The research expands the understanding of the mechanism of interaction between anionic micelles of sodium dodecyl sulfate and a variety of ionic forms of dipeptides containing additional hydrophilic charged side groups or hydrophobic alkyl groups of different length and branching. The results are confirmed by experimental studies and computer simulation data. The researcher has also identified the regularities of the influence of the interactions on binding with an anionic micelle: ionic form, dipeptide structure, and nature of additional side groups (presence or absence of hydrophilic and hydrophobic side groups and their branching).
Theoretical significance of the study
The author has proven the existence of hydrogen bonds between peptides and head groups of micelles and evaluated the average number of the bonds formed, the influence of branching of amino acid radicals and the number of reaction sites on the orientation in micelles of peptides with the same charge. She has also shown that on the surface of anionic micelles the dipeptides are localized inside the double electric layer.
A complex of experimental research methods has been used in the work, including solution calorimetry, dynamic light scattering and NMR, as well as quantum chemical calculations and molecular dynamics simulation. New results have been obtained concerning the effect of concentration, ion state, and structure of peptides on the enthalpy of interaction with sodium dodecyl sulfate micelles, their averaged diameters and zeta-potentials, the influence of electrostatic forces, hydrogen bonding, hydrophobic effect, and nature of side groups on the binding of dipeptides with anionic micelles and the structure of the micellar complexes formed.

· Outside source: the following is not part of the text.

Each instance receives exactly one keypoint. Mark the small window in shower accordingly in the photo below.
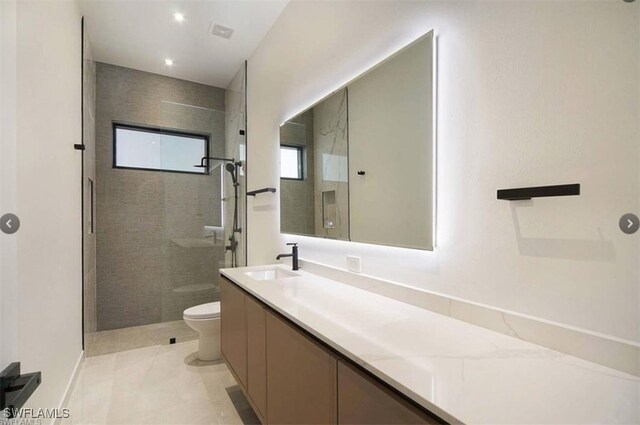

Practical significance of the study
The author has developed an experimental procedure for studying peptide-micelle interactions based on maintaining a constant concentration of surfactants and varying the peptide concentration. The procedure makes it possible to determine the interaction characteristics excluding the overlapping of micelle restructuring due to the changes in surfactant concentration. The new quantitative characteristics determined by the researcher allowed her to identify regularities in the interaction between peptides of different structures and anionic micelles of sodium dodecyl sulfate: enthalpies of interaction unaffected by micelle restructuring with changes in the surfactant concentration, averaged diameters and zeta-potentials of micelles in the presence of peptides; the most stable configurations of complexes comprised of a fragment of an anionic micelle of sodium dodecyl sulfate and peptides of different structures, position and orientation of zwitter-ions and multipole ionic species of dipeptides bound to the anionic micelle. In addition, the researcher has presented possible areas of application of the study results for modeling interactions of pharmacologically active dipeptides of aliphatic and carnosine series with biological membranes and developing new compositions for food and cosmetic products.